The US housing market is on fire these days. House prices rose the most in more than 30 years in April, according to data released Tuesday. That came after a 13.2% increase in March. April was also the eleventh month in a row that price increases accelerated.
After these dazzling increases, there are good reasons to believe that the country's housing market will remain strong for many years to come. Low interest rates and the pandemic-driven shift to suburban living are contributing to the housing shortage, pushing prices up.
"The forces that have propelled home price growth to new heights over the past year remain in place and offer little evidence of a decline," said Matthew Speakman, an economist at Zillow Group.
"The number of available homes for sale remains historically small, especially given the increased demand for housing."
To take advantage of this robust activity in the real estate market, investors are moving their funds to companies best positioned to thrive in this environment. For example, the index is up 22% this year, double the increase in the .
IYR Weekly Chart.
Exchange traded real estate funds also attract money from investors. The iShares U.S. Real Estate ETF (NYSE:) posted $1.3 billion in inflows in the first week of June.
VNQ Weekly Chart.
The $75 billion Vanguard Real Estate Index Fund ETF stock (NYSE:) posted $1.2 billion in inflows in May, according to Bloomberg data. Real estate stocks worth taking is the fear of inflation in the post-pandemic world. As the economy reopens and people resume their normal lives, there is a possibility that inflationary pressures will escalate.

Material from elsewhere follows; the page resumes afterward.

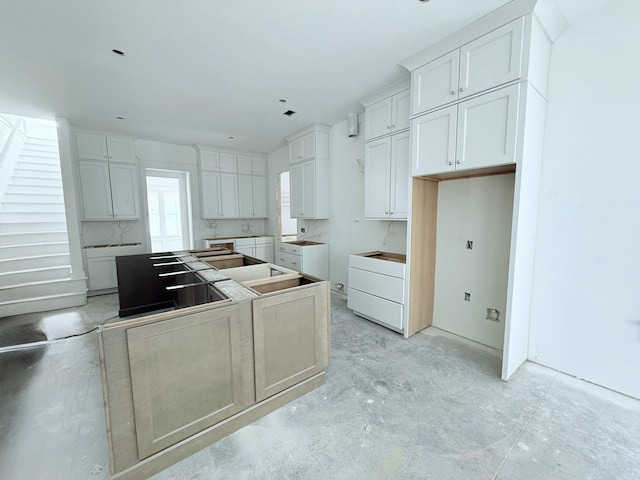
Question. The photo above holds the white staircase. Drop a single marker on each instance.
(35, 273)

If that happens, it could hurt corporate earnings and force the Federal Reserve to raise interest rates faster than expected. In that environment, investors could get higher returns from real estate investment trusts (REITs), companies that manage large apartment buildings, commercial real estate or shopping centers.

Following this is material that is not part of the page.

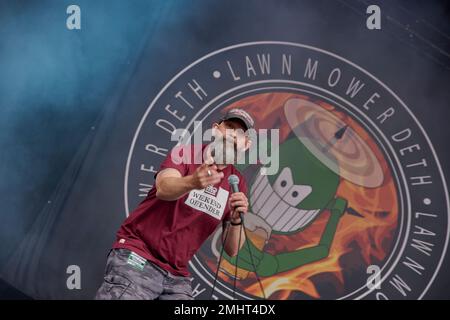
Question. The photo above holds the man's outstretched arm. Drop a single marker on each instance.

Consumer prices rose 5% in May from a year earlier, according to the US Department of Labor, the largest increase in inflation in nearly 13 years. Federal Reserve officials last month said they expect to raise interest rates by the end of 2023 as inflation picks up.
Simon Property Group Weekly Chart.
Shares of Simon Property Group (NYSE:), America's largest shopping center operator, whose share is up more than 50% this year, returns more than 4%.

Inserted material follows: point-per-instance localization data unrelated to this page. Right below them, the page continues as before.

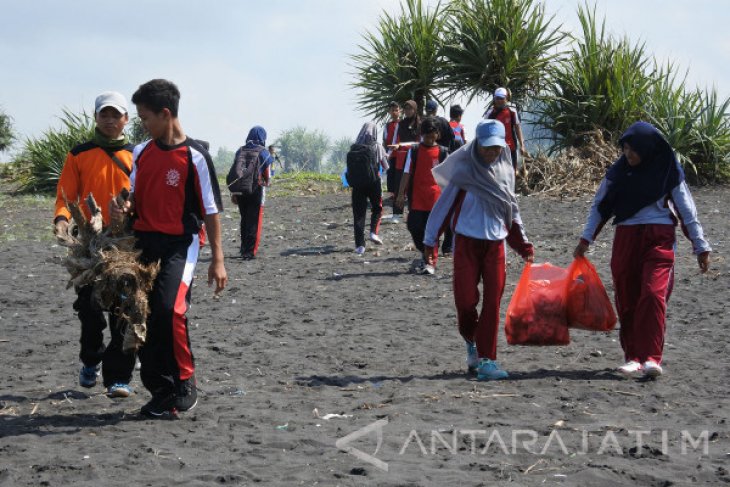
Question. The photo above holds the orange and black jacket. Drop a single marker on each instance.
(90, 169)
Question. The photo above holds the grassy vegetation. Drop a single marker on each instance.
(27, 216)
(305, 184)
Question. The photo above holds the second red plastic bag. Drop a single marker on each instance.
(536, 314)
(589, 307)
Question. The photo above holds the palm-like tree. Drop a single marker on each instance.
(401, 60)
(493, 43)
(603, 83)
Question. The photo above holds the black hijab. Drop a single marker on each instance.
(632, 188)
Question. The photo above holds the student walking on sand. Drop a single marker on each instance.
(645, 193)
(455, 113)
(420, 187)
(478, 203)
(408, 136)
(247, 181)
(365, 160)
(101, 167)
(174, 190)
(511, 121)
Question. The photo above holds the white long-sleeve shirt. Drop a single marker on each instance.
(662, 212)
(474, 219)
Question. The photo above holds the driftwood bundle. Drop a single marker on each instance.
(107, 260)
(574, 172)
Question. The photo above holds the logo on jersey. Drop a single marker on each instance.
(172, 178)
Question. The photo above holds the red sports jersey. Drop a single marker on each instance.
(174, 187)
(508, 117)
(425, 191)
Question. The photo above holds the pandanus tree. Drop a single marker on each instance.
(492, 43)
(401, 59)
(602, 84)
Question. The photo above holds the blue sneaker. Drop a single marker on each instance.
(88, 375)
(119, 390)
(472, 359)
(490, 370)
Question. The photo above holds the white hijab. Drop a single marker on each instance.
(492, 183)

Brookfield Property Partners weekly chart.
Similarly, Brookfield Property Partners (NASDAQ:), which manages offices, retail, multi-family and industrial assets worldwide, offers an annual return of approximately 7%. The yield on US Treasuries is just under 1.5% at the time of writing.
Starting point
In a low interest rate environment, where housing demand remains strong, real estate stocks will continue to benefit. Investors could buy some of the top quality REITs that offer decent returns and a potential for capital gains to capitalize on this trend.